Pode-se enfatizar que em um Estado democrático de Direito os poderes são separados para que não haja a concentração centralizada numa única pessoa, no intuito de evitar abusos. Portanto, a Carta Maior do Brasil trouxe em seu artigo segundo que são Poderes da União, independentes e harmônicos entre si, o Legislativo, o Executivo e o Judiciário (BRASIL, 1988).
Ao Poder Legislativo foi conferido o exercício de criação das leis, dentre elas as tributárias, ao Executivo é confiado o dever de aplicação dessas leis, e ao Poder Judiciário se reservaram as resoluções dos conflitos que porventura advenham das aplicações dessas regras.
A organização política estatal de um ente federado tem o poder de tributar instituído na própria Constituição devendo, então, repartir de forma justa entre todas as pessoas políticas que coexistir nesta federação (COELHO, 2022). A própria Constituição apresenta no Capítulo do Sistema Tributário a divisão das competências tributárias no Estado, como cita Sacha Calmon.

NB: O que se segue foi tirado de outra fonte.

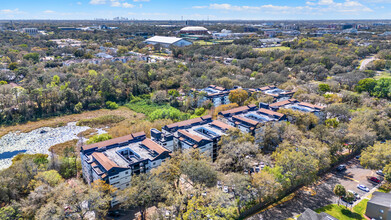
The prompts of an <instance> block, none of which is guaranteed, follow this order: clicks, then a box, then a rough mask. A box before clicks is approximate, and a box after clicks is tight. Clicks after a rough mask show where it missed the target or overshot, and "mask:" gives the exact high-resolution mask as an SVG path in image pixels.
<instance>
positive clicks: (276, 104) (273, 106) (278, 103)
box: [270, 99, 296, 107]
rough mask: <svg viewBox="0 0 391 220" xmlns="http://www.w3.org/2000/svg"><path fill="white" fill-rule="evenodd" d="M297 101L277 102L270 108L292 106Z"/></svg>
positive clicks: (281, 101) (294, 100) (291, 100)
mask: <svg viewBox="0 0 391 220" xmlns="http://www.w3.org/2000/svg"><path fill="white" fill-rule="evenodd" d="M295 101H296V99H288V100H284V101H281V102H276V103H273V104H270V107H280V106H284V105H288V104H291V103H292V102H295Z"/></svg>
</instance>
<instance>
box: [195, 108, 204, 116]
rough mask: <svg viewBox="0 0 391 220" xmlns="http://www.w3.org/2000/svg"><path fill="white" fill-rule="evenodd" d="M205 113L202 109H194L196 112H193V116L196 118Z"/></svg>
mask: <svg viewBox="0 0 391 220" xmlns="http://www.w3.org/2000/svg"><path fill="white" fill-rule="evenodd" d="M204 113H205V109H204V108H202V107H201V108H196V110H195V111H194V114H195V115H197V116H201V115H202V114H204Z"/></svg>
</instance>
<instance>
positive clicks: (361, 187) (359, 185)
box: [357, 184, 369, 192]
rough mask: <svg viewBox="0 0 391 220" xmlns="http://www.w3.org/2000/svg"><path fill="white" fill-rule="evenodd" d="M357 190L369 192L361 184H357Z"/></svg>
mask: <svg viewBox="0 0 391 220" xmlns="http://www.w3.org/2000/svg"><path fill="white" fill-rule="evenodd" d="M357 188H359V189H361V190H362V191H365V192H369V188H368V187H366V186H364V185H362V184H358V185H357Z"/></svg>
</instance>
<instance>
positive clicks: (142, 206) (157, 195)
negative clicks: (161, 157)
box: [118, 174, 167, 220]
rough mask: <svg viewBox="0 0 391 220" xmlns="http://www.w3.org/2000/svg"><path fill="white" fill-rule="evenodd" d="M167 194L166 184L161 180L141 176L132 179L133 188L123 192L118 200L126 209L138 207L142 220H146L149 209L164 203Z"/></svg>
mask: <svg viewBox="0 0 391 220" xmlns="http://www.w3.org/2000/svg"><path fill="white" fill-rule="evenodd" d="M166 192H167V189H166V184H165V183H164V182H163V181H162V180H161V179H159V178H157V177H156V176H154V175H150V174H140V175H135V176H133V177H132V181H131V186H130V187H128V188H126V189H124V190H123V191H121V192H120V193H119V195H118V199H119V201H121V205H122V206H124V207H133V208H137V207H138V208H139V209H140V213H141V219H142V220H145V219H146V211H147V208H148V207H151V206H153V205H157V203H159V202H162V201H164V199H165V197H166Z"/></svg>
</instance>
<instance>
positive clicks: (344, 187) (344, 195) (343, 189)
mask: <svg viewBox="0 0 391 220" xmlns="http://www.w3.org/2000/svg"><path fill="white" fill-rule="evenodd" d="M333 192H334V194H335V195H336V196H338V205H339V200H341V197H342V196H345V195H346V189H345V187H344V186H342V185H341V184H337V185H335V187H334V190H333Z"/></svg>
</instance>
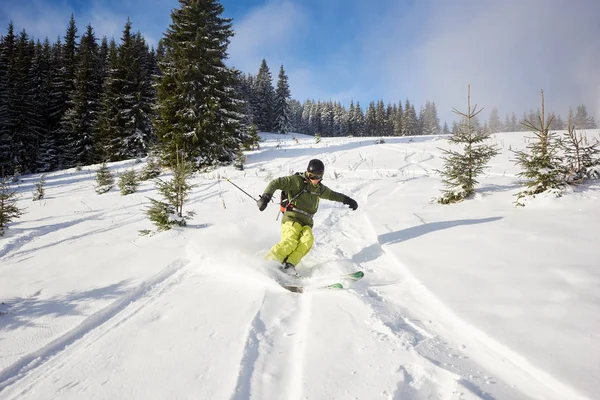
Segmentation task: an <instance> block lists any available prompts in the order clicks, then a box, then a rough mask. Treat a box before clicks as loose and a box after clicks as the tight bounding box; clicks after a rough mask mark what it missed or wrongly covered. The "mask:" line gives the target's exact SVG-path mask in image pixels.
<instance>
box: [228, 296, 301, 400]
mask: <svg viewBox="0 0 600 400" xmlns="http://www.w3.org/2000/svg"><path fill="white" fill-rule="evenodd" d="M309 303H310V297H308V296H289V294H288V293H287V292H282V291H277V292H266V293H265V296H264V298H263V302H262V304H261V307H260V309H259V310H257V312H256V315H255V317H254V319H253V320H252V323H251V324H250V328H249V329H248V333H247V337H246V342H245V346H244V356H243V358H242V360H241V363H240V368H239V372H238V380H237V385H236V388H235V392H234V393H233V394H232V396H231V400H244V399H248V398H250V394H252V395H253V396H257V397H258V398H264V399H270V398H280V399H289V400H297V399H301V398H302V393H301V390H302V389H301V386H300V383H301V382H302V375H301V374H302V359H303V353H304V345H305V341H306V337H305V336H306V329H307V327H308V321H309V314H308V312H307V308H308V307H309V306H310V304H309Z"/></svg>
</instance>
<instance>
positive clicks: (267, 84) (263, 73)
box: [254, 58, 275, 132]
mask: <svg viewBox="0 0 600 400" xmlns="http://www.w3.org/2000/svg"><path fill="white" fill-rule="evenodd" d="M254 96H255V98H254V103H255V104H254V115H255V120H254V122H255V123H256V125H257V126H258V129H259V131H262V132H272V131H273V130H274V126H275V113H274V103H275V91H274V89H273V77H272V76H271V71H270V69H269V66H268V65H267V61H266V60H265V59H264V58H263V60H262V61H261V64H260V68H259V70H258V74H257V75H256V79H255V81H254Z"/></svg>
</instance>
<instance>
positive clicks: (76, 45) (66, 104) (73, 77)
mask: <svg viewBox="0 0 600 400" xmlns="http://www.w3.org/2000/svg"><path fill="white" fill-rule="evenodd" d="M77 38H79V36H78V35H77V26H76V24H75V16H74V15H73V14H71V19H70V20H69V26H68V27H67V32H66V34H65V38H64V39H65V43H64V45H62V46H61V47H60V49H61V59H60V63H59V68H60V70H59V73H60V76H59V77H58V80H57V82H56V83H55V90H58V91H59V92H60V96H61V99H60V101H59V104H58V106H59V108H58V109H57V110H55V113H56V114H55V118H57V120H58V121H57V126H56V130H55V133H54V135H55V137H56V138H58V140H59V141H58V148H59V149H60V154H59V157H60V161H61V166H60V167H62V168H70V167H74V166H75V160H74V158H73V154H72V152H71V151H70V150H71V144H72V143H73V141H74V140H76V139H75V137H73V132H70V131H68V130H66V129H65V125H64V124H63V123H62V121H63V118H64V115H65V113H66V112H67V111H68V109H69V108H70V106H71V104H70V102H69V99H72V98H73V97H74V96H75V79H76V72H77V63H78V53H79V45H78V43H77Z"/></svg>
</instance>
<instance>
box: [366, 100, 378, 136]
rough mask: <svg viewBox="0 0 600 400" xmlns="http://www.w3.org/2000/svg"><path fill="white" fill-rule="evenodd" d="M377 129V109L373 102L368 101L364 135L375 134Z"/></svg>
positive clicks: (372, 101) (373, 134)
mask: <svg viewBox="0 0 600 400" xmlns="http://www.w3.org/2000/svg"><path fill="white" fill-rule="evenodd" d="M376 130H377V111H376V110H375V102H373V101H372V102H370V103H369V107H367V111H366V113H365V136H375V134H376Z"/></svg>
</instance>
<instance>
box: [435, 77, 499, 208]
mask: <svg viewBox="0 0 600 400" xmlns="http://www.w3.org/2000/svg"><path fill="white" fill-rule="evenodd" d="M482 110H483V109H479V110H478V109H477V105H475V106H473V107H471V85H469V87H468V98H467V112H464V113H463V112H460V111H458V110H456V109H454V110H453V111H454V113H456V114H457V115H458V116H459V117H460V118H461V124H460V126H459V127H458V130H457V131H456V132H454V133H453V134H452V136H451V137H450V139H449V142H450V143H451V144H456V145H460V146H462V152H459V151H455V150H446V149H440V150H441V151H442V152H443V153H444V154H445V156H444V157H442V159H443V160H444V169H443V170H442V171H438V172H439V173H440V175H441V176H442V182H443V183H444V186H446V189H445V190H443V192H444V195H443V196H442V197H441V198H439V199H438V202H439V203H442V204H449V203H456V202H459V201H462V200H464V199H466V198H467V197H468V196H470V195H472V194H473V193H475V186H476V185H477V183H478V182H477V177H478V176H479V175H480V174H481V173H482V172H483V170H484V169H485V168H486V167H487V164H488V162H489V161H490V159H492V157H494V156H496V155H497V154H498V149H497V148H496V147H495V146H493V145H489V144H485V143H483V142H485V141H486V140H487V139H489V137H490V135H489V133H488V132H485V131H482V130H476V129H475V128H474V127H473V125H471V122H472V121H473V119H474V118H475V117H476V116H477V114H479V113H480V112H481V111H482Z"/></svg>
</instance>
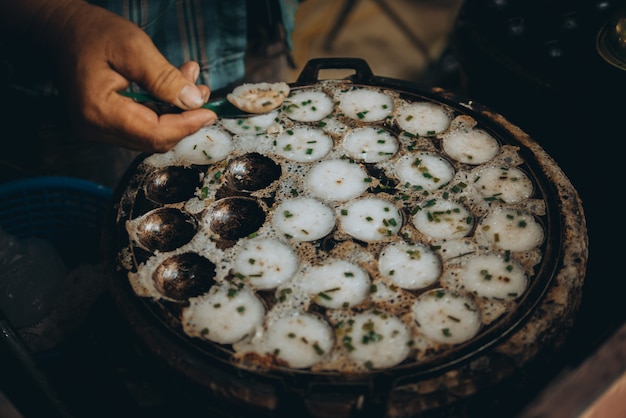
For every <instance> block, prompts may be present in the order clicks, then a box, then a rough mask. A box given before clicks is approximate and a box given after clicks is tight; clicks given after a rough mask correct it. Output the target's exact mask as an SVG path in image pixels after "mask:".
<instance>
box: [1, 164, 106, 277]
mask: <svg viewBox="0 0 626 418" xmlns="http://www.w3.org/2000/svg"><path fill="white" fill-rule="evenodd" d="M111 196H112V191H111V190H110V189H109V188H107V187H105V186H102V185H100V184H97V183H94V182H91V181H88V180H84V179H78V178H72V177H60V176H44V177H33V178H26V179H20V180H15V181H11V182H8V183H4V184H0V226H1V227H2V229H3V230H4V231H5V232H6V233H8V234H11V235H13V236H15V237H17V238H29V237H38V238H42V239H45V240H47V241H48V242H50V243H51V244H52V245H53V246H54V247H55V248H56V249H57V251H59V253H60V255H61V257H62V258H63V260H64V261H65V263H66V265H67V266H68V267H72V266H75V265H77V264H80V263H81V262H85V261H86V262H93V261H96V260H98V259H99V257H100V237H101V233H102V225H103V222H104V220H105V216H106V213H107V211H108V210H109V207H110V204H111Z"/></svg>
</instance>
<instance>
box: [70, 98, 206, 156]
mask: <svg viewBox="0 0 626 418" xmlns="http://www.w3.org/2000/svg"><path fill="white" fill-rule="evenodd" d="M114 102H115V103H114ZM114 102H112V103H114V109H115V111H114V112H113V113H112V114H110V115H109V116H108V118H107V120H103V121H101V123H100V124H98V126H100V128H96V129H95V130H93V129H89V128H87V127H85V129H83V132H82V134H83V136H85V137H86V138H88V139H92V140H98V141H104V142H107V143H109V144H113V145H118V146H122V147H125V148H129V149H133V150H137V151H144V152H165V151H167V150H169V149H171V148H172V147H173V146H174V145H176V144H177V143H178V142H179V141H180V140H181V139H182V138H184V137H186V136H188V135H191V134H192V133H194V132H197V131H198V130H199V129H200V128H202V127H203V126H208V125H211V124H213V123H215V121H216V120H217V115H215V113H214V112H212V111H210V110H207V109H195V110H189V111H184V112H182V113H179V114H166V115H161V116H159V115H157V114H156V113H155V112H153V111H152V110H150V109H149V108H147V107H146V106H144V105H141V104H139V103H136V102H134V101H133V100H131V99H128V98H126V97H121V96H120V97H119V99H117V98H115V99H114ZM92 128H93V126H92Z"/></svg>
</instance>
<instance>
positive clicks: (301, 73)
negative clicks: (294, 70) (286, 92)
mask: <svg viewBox="0 0 626 418" xmlns="http://www.w3.org/2000/svg"><path fill="white" fill-rule="evenodd" d="M320 70H354V71H355V74H354V75H352V76H350V79H351V80H353V81H354V82H357V83H368V82H370V81H371V80H372V79H373V78H374V73H373V72H372V69H371V68H370V66H369V65H368V64H367V62H366V61H365V60H363V59H361V58H314V59H311V60H309V61H308V62H307V63H306V65H305V66H304V68H303V69H302V72H301V73H300V75H299V76H298V79H297V80H296V84H312V83H317V82H318V81H320V80H319V72H320Z"/></svg>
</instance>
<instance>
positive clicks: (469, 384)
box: [388, 105, 589, 417]
mask: <svg viewBox="0 0 626 418" xmlns="http://www.w3.org/2000/svg"><path fill="white" fill-rule="evenodd" d="M478 106H479V107H482V106H480V105H478ZM475 110H476V109H475ZM479 111H480V112H481V113H482V115H483V116H485V117H487V118H488V119H490V120H492V121H493V122H494V123H495V124H498V125H499V126H500V127H503V128H504V129H506V130H507V131H509V133H510V134H511V135H512V136H513V137H515V138H516V139H517V140H518V141H519V142H520V143H521V144H523V145H524V146H525V147H527V148H528V149H529V150H530V151H531V152H532V153H533V154H534V155H535V156H536V157H537V161H538V163H539V164H540V166H541V168H542V170H543V171H544V173H545V174H546V175H547V176H548V178H549V179H551V181H552V182H553V186H554V192H555V193H556V194H557V196H558V201H559V202H560V204H561V206H560V207H559V208H558V214H557V215H558V216H559V217H560V219H561V223H562V226H561V230H562V237H561V249H560V259H559V260H558V263H557V265H556V269H557V271H556V273H555V276H554V278H553V283H552V285H551V286H550V287H549V288H548V290H547V292H546V294H545V295H544V297H543V299H542V300H541V302H540V304H539V305H538V306H537V307H536V308H535V310H534V312H533V313H532V315H531V316H530V317H529V318H528V319H526V321H525V322H524V324H523V325H522V326H521V327H520V328H519V329H518V330H516V331H515V332H513V333H512V334H511V335H510V336H509V337H508V338H506V339H504V340H503V341H502V342H501V343H500V344H498V345H496V346H495V347H493V348H492V349H491V350H488V351H486V352H485V353H483V354H482V355H479V356H476V357H474V358H473V359H472V360H471V361H470V362H467V363H464V364H463V365H461V366H460V367H458V368H454V369H451V370H449V371H447V372H445V373H443V374H441V375H439V376H436V377H433V378H430V379H425V380H423V381H420V382H417V383H409V384H406V385H399V386H396V388H395V389H394V390H393V391H392V392H391V394H390V399H389V411H388V413H389V417H404V416H407V411H411V412H410V413H411V414H413V413H421V412H425V411H431V410H434V409H437V408H441V407H443V406H449V405H451V404H453V403H455V402H458V401H460V400H462V399H466V398H468V397H470V396H473V395H476V394H477V393H478V392H479V391H480V390H481V389H484V388H487V387H492V386H494V385H495V384H497V383H500V382H503V381H504V380H506V379H508V378H510V377H511V376H513V375H515V374H517V373H520V372H521V371H522V368H524V369H525V372H526V373H528V371H529V370H533V369H532V368H533V367H534V368H535V369H540V368H541V365H542V364H545V361H547V360H549V358H550V356H551V355H552V354H554V352H555V351H556V350H558V349H559V348H560V347H561V346H562V344H563V342H564V340H565V338H566V336H567V335H568V333H569V331H570V330H571V328H572V325H573V322H574V319H575V316H576V313H577V311H578V308H579V306H580V302H581V299H582V287H583V283H584V279H585V272H586V266H587V259H588V245H589V244H588V235H587V225H586V220H585V216H584V210H583V206H582V201H581V199H580V197H579V195H578V193H577V191H576V190H575V189H574V187H573V185H572V184H571V182H570V180H569V179H568V177H567V176H566V175H565V173H564V172H563V171H562V170H561V169H560V167H559V166H558V165H557V164H556V162H555V161H554V160H553V159H552V157H550V156H549V155H548V154H547V153H546V152H545V151H544V150H543V148H542V147H541V146H540V145H539V144H538V143H536V142H535V141H534V140H532V139H531V138H530V137H529V136H528V135H527V134H526V133H525V132H523V131H522V130H521V129H520V128H519V127H517V126H516V125H514V124H512V123H510V122H508V121H507V120H506V119H505V118H504V117H503V116H501V115H499V114H497V113H493V112H491V111H489V110H485V109H484V108H483V109H481V110H479ZM507 387H509V386H507ZM443 416H445V415H443Z"/></svg>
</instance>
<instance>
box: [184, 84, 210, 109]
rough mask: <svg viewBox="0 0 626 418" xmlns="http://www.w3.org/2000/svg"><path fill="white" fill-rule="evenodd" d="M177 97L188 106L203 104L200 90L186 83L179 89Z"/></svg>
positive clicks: (201, 93) (196, 105)
mask: <svg viewBox="0 0 626 418" xmlns="http://www.w3.org/2000/svg"><path fill="white" fill-rule="evenodd" d="M178 98H179V99H180V101H181V102H182V103H183V104H184V105H185V106H187V107H189V108H197V107H200V106H202V105H203V104H204V98H203V97H202V93H200V90H199V89H197V88H196V87H194V86H190V85H186V86H184V87H183V88H182V89H181V90H180V93H179V94H178Z"/></svg>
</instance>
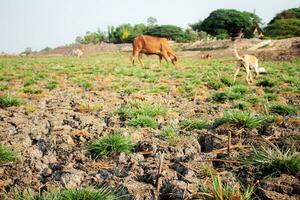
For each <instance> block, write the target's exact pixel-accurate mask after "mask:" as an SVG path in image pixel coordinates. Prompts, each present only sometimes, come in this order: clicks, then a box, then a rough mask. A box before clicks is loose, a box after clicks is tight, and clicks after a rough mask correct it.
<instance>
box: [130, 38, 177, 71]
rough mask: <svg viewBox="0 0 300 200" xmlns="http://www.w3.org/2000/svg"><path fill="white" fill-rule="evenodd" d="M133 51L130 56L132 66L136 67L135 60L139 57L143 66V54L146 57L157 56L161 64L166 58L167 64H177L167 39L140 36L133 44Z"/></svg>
mask: <svg viewBox="0 0 300 200" xmlns="http://www.w3.org/2000/svg"><path fill="white" fill-rule="evenodd" d="M132 47H133V51H132V55H131V56H130V62H131V65H132V66H133V65H134V58H135V57H136V56H138V60H139V62H140V63H141V65H142V66H144V63H143V61H142V54H145V55H157V56H158V57H159V62H160V64H161V60H162V59H163V58H164V59H165V60H166V61H167V62H168V61H171V62H172V63H173V65H175V64H176V62H177V57H176V55H175V53H174V51H172V49H171V48H170V46H169V43H168V40H167V39H166V38H160V37H154V36H148V35H140V36H137V37H135V38H134V40H133V43H132Z"/></svg>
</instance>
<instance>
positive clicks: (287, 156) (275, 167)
mask: <svg viewBox="0 0 300 200" xmlns="http://www.w3.org/2000/svg"><path fill="white" fill-rule="evenodd" d="M245 161H246V162H248V163H250V164H253V165H255V166H257V167H258V168H259V169H260V170H261V171H262V172H263V174H264V175H270V176H278V175H280V174H282V173H287V174H291V175H296V174H297V173H299V171H300V154H299V153H297V152H296V153H292V152H291V150H290V149H287V150H285V151H282V150H278V149H277V150H273V149H267V148H263V147H261V148H260V149H255V148H254V147H253V153H252V155H251V156H250V157H249V158H247V159H246V160H245Z"/></svg>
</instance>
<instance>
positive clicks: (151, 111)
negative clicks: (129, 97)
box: [116, 101, 167, 128]
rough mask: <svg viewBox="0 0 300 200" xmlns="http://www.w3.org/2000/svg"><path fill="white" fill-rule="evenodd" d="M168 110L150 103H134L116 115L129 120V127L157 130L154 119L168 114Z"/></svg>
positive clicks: (133, 101)
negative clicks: (151, 128) (158, 116)
mask: <svg viewBox="0 0 300 200" xmlns="http://www.w3.org/2000/svg"><path fill="white" fill-rule="evenodd" d="M166 112H167V109H166V108H164V107H161V106H157V105H152V104H150V103H148V102H142V101H133V102H130V103H128V104H127V105H125V106H122V107H121V108H119V109H118V110H117V111H116V113H117V114H118V115H119V116H120V117H122V118H125V119H126V120H127V125H129V126H140V127H151V128H156V127H157V125H158V124H157V122H156V120H155V119H154V117H156V116H159V115H164V114H166Z"/></svg>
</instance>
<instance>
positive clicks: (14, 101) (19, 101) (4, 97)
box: [0, 95, 22, 108]
mask: <svg viewBox="0 0 300 200" xmlns="http://www.w3.org/2000/svg"><path fill="white" fill-rule="evenodd" d="M21 103H22V102H21V100H20V99H18V98H16V97H12V96H9V95H4V96H0V108H6V107H11V106H19V105H21Z"/></svg>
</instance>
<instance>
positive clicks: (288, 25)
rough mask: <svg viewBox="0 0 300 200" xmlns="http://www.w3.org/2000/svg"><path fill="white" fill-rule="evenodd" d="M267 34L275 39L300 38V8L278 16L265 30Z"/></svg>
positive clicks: (292, 10)
mask: <svg viewBox="0 0 300 200" xmlns="http://www.w3.org/2000/svg"><path fill="white" fill-rule="evenodd" d="M265 32H266V35H267V36H269V37H273V38H289V37H298V36H300V8H292V9H288V10H284V11H282V12H281V13H279V14H277V15H276V16H275V17H274V18H273V19H272V20H271V21H270V23H269V24H268V26H267V27H266V28H265Z"/></svg>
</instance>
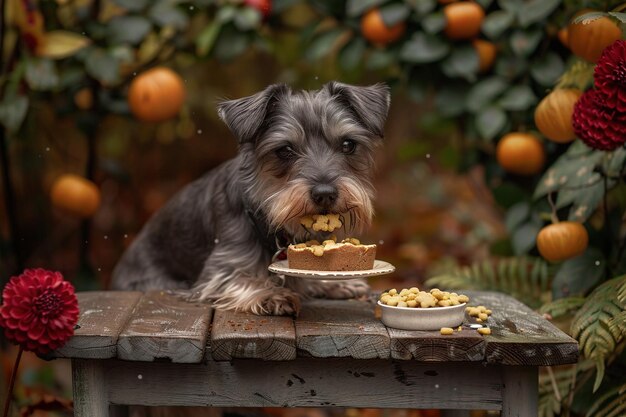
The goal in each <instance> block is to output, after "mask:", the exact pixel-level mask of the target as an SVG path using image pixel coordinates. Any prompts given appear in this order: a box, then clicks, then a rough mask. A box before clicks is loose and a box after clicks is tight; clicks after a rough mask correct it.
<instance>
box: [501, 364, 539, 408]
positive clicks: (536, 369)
mask: <svg viewBox="0 0 626 417" xmlns="http://www.w3.org/2000/svg"><path fill="white" fill-rule="evenodd" d="M502 372H503V375H502V380H503V382H504V391H503V393H502V414H501V416H502V417H537V411H538V409H537V397H538V384H539V381H538V380H539V376H538V371H537V367H536V366H504V367H503V371H502Z"/></svg>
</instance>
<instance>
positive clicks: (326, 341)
mask: <svg viewBox="0 0 626 417" xmlns="http://www.w3.org/2000/svg"><path fill="white" fill-rule="evenodd" d="M295 323H296V346H297V348H298V356H312V357H318V358H327V357H352V358H355V359H372V358H388V357H389V335H388V333H387V330H386V328H385V326H384V325H383V324H382V323H381V322H380V320H379V319H377V318H376V317H375V315H374V304H373V303H371V302H368V301H359V300H320V299H316V300H307V301H305V302H304V303H303V304H302V309H301V311H300V315H299V316H298V318H297V319H296V321H295Z"/></svg>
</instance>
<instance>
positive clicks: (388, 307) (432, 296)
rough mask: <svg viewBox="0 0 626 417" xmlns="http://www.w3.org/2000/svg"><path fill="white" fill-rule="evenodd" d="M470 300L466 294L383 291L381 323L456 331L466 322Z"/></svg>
mask: <svg viewBox="0 0 626 417" xmlns="http://www.w3.org/2000/svg"><path fill="white" fill-rule="evenodd" d="M468 301H469V298H468V297H467V296H464V295H457V294H455V293H448V292H446V291H440V290H438V289H433V290H431V291H429V292H426V291H420V290H419V289H417V288H416V287H413V288H408V289H406V288H405V289H402V290H401V291H397V290H396V289H391V290H389V291H386V292H384V293H383V294H381V296H380V299H379V300H378V305H379V306H380V308H381V312H382V314H381V321H382V322H383V324H384V325H385V326H387V327H393V328H395V329H402V330H440V329H441V328H442V327H451V328H456V327H457V326H459V325H461V324H462V323H463V318H464V317H465V306H466V303H467V302H468Z"/></svg>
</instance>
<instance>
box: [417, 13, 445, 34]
mask: <svg viewBox="0 0 626 417" xmlns="http://www.w3.org/2000/svg"><path fill="white" fill-rule="evenodd" d="M445 27H446V17H445V16H444V14H443V12H436V13H431V14H429V15H428V16H425V17H424V18H423V19H422V28H423V29H424V32H426V33H431V34H435V33H439V32H441V31H442V30H443V28H445Z"/></svg>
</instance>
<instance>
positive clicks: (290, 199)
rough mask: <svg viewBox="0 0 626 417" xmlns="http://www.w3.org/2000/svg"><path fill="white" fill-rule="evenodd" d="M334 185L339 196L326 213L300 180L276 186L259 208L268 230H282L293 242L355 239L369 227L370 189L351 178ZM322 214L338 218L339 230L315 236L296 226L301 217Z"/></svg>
mask: <svg viewBox="0 0 626 417" xmlns="http://www.w3.org/2000/svg"><path fill="white" fill-rule="evenodd" d="M336 185H337V189H338V192H339V196H338V199H337V202H336V204H335V206H334V208H332V209H330V210H328V211H327V212H322V211H320V209H319V208H317V207H316V206H315V204H314V203H313V202H312V201H311V200H310V198H309V190H310V185H308V183H307V181H306V180H304V179H294V180H290V181H288V182H287V183H286V184H282V185H281V186H277V187H276V188H277V190H276V191H275V192H274V193H271V194H270V195H269V196H267V197H266V198H265V199H264V202H263V204H262V205H261V207H263V208H264V211H265V214H266V216H267V218H268V222H269V224H270V226H271V228H272V229H273V230H280V229H283V230H285V231H286V232H287V233H288V234H289V235H291V236H292V237H293V239H294V241H303V240H306V239H311V238H321V237H324V236H330V235H331V234H334V235H337V236H338V237H341V236H344V237H345V236H358V235H359V234H360V233H362V232H363V230H364V229H365V228H366V227H368V226H369V225H370V223H371V220H372V216H373V213H374V209H373V206H372V191H371V187H368V186H367V185H364V184H362V183H360V182H358V181H356V180H354V179H352V178H343V179H341V180H340V181H338V182H337V184H336ZM326 213H334V214H339V215H340V219H341V221H342V227H341V228H340V229H337V230H334V231H332V232H321V233H318V234H317V235H316V234H315V233H314V232H312V231H311V230H308V229H306V228H305V227H304V226H302V224H301V223H300V220H301V219H302V217H304V216H310V215H312V214H326Z"/></svg>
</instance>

Verifica-se que várias são as pessoas políticas exercentes do poder de tributar e, pois, titulares de competências impositivas: a União, os Estados-Membros, o Distrito Federal e os Municípios. Entre eles será repartido o poder de tributar. Todos recebem diretamente da Constituição, expressão da vontade geral, as suas respectivas parcelas de competência e, exercendo-as, obtêm as receitas necessárias à consecução dos fins institucionais em função dos quais existem (discriminação de rendas tributárias). O poder de tributar originariamente uno por vontade do povo (Estado Democrático de Direito) é dividido entre as pessoas políticas que formam a Federação (COELHO, 2021, p.42).
Como visto, a contribuição tributária, fonte primordial do custeio das despesas estatais, é uma obrigação necessária relativa a todos os integrantes da sociedade, tendo em vista que estes são os mantenedores diretos, responsáveis pela existência, bem como pelo funcionamento de toda máquina pública em consonância com a Constituição (PAULSEN, 2021).
2.2 Limitações ao poder de tributar
As limitações ao poder de tributar sempre estiveram presentes, desde as primeiras Constituições Brasileiras, buscando prezar pelo limite nas cobranças, bem como pela regulação de seu exercício. Atualmente, pode-se verificar na Carta Magna uma seção própria e enumerativa das limitações ao Poder de tributar do Estado, a qual estabelece uma rígida discriminação de competência tributária entre os entes estatais (CORREIA NETO, 2017).
Leandro Paulsen esclarece que há limitações que configuram normas negativas de competência tributária, citando as imunidades genéricas de impostos; e também outras que estabelecem cláusulas fundamentais ao exercício da tributação, preservando-se a segurança jurídica, a unidade da federação a igualdade e as garantias individuais.
O que seria essa norma negativa de competência tributária? Como esclarece Ricardo Lobo seria um impedimento ao Estado de criar tributos acerca dos exercícios da liberdade ou sobre bens ou coisas imperativa à manifestação da liberdade, in verbis:
Imunidade é intributabilidade, impossibilidade de o Estado criar tributos sobre o exercício dos direitos da liberdade, incompetência absoluta para decretar impostos sobre bens ou coisas indispensáveis à manifestação da liberdade, não-incidência ditada pelos direitos humanos e absolutos anteriores ao pacto constitucional (TORRES, 2005, p. 8)
E as cláusulas fundamentais ao exercício da tributação? Tem-se, aí, uma prerrogativa solene tutelar constituída pelo próprio poder do Estado como concretização de direito e garantias individuais, e também para a preservação da forma federativa do Estado.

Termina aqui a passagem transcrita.